- Amazon announced a $700 million investment to train its employees for the fastest-growing jobs of the future. The retail and tech giant pledged July 11 to prepare one in three of its U.S. workers for both high-tech and non-tech jobs by 2025.
- The company said its training program, Upskilling 2025, will include workers from across its corporate offices, fulfillment centers, retail stores, tech hubs and transportation network and will prepare them for highly skilled positions, whether internal or external. The initiative will invest in several programs, including: the Amazon Technical Academy for non-technical employees; Associate2Tech for fulfillment center associates, regardless of prior IT experience; Machine Learning University for employees with technical backgrounds; and Amazon Apprenticeship, a U.S. Department of Labor certified program offering paid intensive classroom training and an on-the-job apprenticeship.
- Based on labor statistics and Amazon’s hiring jobs analyses, the company’s fastest-growing, highly skilled occupations over the last five years are data mapping specialist (832% growth), data scientist (505%), solutions architect (454%), security engineer (229%) and business analyst (160%). Highly skilled roles in customer fulfillment have also increased 400%, the company said.
Employment experts predict that the least skilled workers, including a sizable number of women, could see their jobs eliminated by automation. And while some analysis suggests that automation will create more jobs than it replaces, HR personnel in the tech industry have some doubt whether this will prove true. Only 47% think tech will create more jobs than it will replace, and only 42% of tech company CEOs plan to upskill their employees in the next three years, a KPMG report revealed.

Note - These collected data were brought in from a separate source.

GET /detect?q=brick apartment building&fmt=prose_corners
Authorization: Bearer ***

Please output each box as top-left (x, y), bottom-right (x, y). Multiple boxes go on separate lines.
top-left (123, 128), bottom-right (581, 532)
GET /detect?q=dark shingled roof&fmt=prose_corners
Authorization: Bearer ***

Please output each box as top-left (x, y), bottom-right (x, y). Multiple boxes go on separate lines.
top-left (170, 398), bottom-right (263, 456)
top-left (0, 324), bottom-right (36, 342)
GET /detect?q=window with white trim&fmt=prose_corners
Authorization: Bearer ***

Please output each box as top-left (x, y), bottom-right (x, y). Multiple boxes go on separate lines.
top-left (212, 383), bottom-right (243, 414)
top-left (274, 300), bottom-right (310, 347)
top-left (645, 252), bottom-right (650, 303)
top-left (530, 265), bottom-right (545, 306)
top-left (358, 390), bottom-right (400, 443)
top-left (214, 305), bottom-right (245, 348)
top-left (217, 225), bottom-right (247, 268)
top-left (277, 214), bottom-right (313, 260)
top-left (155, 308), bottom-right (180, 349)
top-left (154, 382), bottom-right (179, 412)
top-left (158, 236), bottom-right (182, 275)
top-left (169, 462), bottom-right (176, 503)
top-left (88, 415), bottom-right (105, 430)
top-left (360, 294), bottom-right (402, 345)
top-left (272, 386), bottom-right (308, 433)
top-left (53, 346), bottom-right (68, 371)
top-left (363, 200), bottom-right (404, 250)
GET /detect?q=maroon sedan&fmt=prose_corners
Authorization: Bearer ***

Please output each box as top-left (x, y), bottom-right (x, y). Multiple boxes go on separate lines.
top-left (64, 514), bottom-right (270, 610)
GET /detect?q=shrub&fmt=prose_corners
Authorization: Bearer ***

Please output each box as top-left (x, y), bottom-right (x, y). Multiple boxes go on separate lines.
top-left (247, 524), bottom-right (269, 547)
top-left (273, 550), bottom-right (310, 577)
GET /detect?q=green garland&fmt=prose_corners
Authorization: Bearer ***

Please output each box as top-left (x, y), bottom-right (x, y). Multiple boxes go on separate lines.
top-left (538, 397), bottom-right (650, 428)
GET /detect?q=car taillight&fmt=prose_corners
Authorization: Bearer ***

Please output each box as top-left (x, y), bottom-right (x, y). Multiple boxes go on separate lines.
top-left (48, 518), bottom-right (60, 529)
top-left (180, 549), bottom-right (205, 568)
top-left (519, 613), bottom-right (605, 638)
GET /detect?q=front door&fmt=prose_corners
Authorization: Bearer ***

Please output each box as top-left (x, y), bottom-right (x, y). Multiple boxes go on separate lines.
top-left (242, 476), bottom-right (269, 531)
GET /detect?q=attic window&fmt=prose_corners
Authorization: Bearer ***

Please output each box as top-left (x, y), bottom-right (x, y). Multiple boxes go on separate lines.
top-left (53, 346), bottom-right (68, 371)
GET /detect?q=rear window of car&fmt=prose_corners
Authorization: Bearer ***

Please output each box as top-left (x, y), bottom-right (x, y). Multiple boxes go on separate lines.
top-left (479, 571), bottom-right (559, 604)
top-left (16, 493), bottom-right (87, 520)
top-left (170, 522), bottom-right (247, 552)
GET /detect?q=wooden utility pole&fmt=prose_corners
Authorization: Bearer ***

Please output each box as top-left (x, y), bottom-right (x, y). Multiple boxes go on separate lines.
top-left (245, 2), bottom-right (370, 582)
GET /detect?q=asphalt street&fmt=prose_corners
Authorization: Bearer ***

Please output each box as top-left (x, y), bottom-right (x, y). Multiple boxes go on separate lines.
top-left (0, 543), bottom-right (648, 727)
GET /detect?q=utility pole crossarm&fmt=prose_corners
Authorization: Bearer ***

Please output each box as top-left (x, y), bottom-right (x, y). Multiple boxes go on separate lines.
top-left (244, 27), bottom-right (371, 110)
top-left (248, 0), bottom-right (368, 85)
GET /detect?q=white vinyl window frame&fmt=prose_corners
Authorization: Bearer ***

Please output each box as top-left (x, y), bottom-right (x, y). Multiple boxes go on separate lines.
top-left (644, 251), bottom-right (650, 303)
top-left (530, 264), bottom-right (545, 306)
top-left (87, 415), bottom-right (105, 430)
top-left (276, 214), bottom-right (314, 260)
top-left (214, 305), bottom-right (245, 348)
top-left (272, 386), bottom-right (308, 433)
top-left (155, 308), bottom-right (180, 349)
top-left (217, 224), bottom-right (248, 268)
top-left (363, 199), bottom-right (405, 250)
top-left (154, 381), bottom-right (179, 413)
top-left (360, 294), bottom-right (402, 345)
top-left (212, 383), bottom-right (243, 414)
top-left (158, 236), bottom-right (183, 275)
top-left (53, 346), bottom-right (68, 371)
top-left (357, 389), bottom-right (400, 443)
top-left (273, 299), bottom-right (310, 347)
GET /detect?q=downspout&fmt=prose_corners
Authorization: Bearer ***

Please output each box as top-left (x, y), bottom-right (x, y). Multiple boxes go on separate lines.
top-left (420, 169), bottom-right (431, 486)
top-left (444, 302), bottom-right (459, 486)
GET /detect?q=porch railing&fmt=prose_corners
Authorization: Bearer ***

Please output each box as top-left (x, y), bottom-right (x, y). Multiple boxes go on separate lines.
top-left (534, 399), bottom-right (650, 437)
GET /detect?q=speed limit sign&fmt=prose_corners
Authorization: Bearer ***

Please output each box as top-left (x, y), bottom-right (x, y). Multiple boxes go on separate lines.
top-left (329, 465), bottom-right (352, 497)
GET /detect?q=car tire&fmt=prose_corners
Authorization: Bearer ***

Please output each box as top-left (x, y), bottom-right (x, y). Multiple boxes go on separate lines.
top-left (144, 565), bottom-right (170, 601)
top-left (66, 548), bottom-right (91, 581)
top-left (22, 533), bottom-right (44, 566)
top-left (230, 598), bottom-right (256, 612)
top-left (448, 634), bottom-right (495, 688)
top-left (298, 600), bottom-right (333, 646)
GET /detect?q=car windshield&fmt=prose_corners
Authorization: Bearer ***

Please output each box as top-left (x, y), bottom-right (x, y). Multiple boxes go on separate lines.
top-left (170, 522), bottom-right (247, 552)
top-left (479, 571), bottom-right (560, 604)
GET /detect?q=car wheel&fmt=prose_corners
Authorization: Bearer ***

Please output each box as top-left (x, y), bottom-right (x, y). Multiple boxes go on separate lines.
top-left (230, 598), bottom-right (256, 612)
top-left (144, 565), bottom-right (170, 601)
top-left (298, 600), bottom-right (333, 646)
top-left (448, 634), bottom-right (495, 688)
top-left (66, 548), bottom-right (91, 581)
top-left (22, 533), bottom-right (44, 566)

Bloomberg analysis noted that Amazon may effectively spend less than the average company on their training initiative, saying that the average organization spends $1,296 per employee annually, according to the Association for Talent Development, while Amazon's plan as outlined would average out to about $1,077 per employee annually. Amazon is also far from the only major employer to announce an extensive training program. Walmart recently expanded its multi-tier training opportunities for its employees, including a revamp of its degree program, and companies like Salesforce, Goodwill and ManpowerGroup all have training initiatives to provide workers with additional skills.
Generally, employers are putting more time and dollars in training and development as an investment in the workplace of the future, but also to bolster their recruiting, retention and engagement efforts, especially in a tight labor market. Employees are also on board; 74% of workers in a 2018 Randstad Workmonitor survey said they see digitalization as an opportunity for advancement.
In a statement provided by Amazon about the training program, Jason Tyszko, VP at the U.S. Chamber of Commerce Foundation, said, "The future of work is now and the challenge is not just adapting to new technologies, but adapting to the dynamism of the economy, which will only accelerate."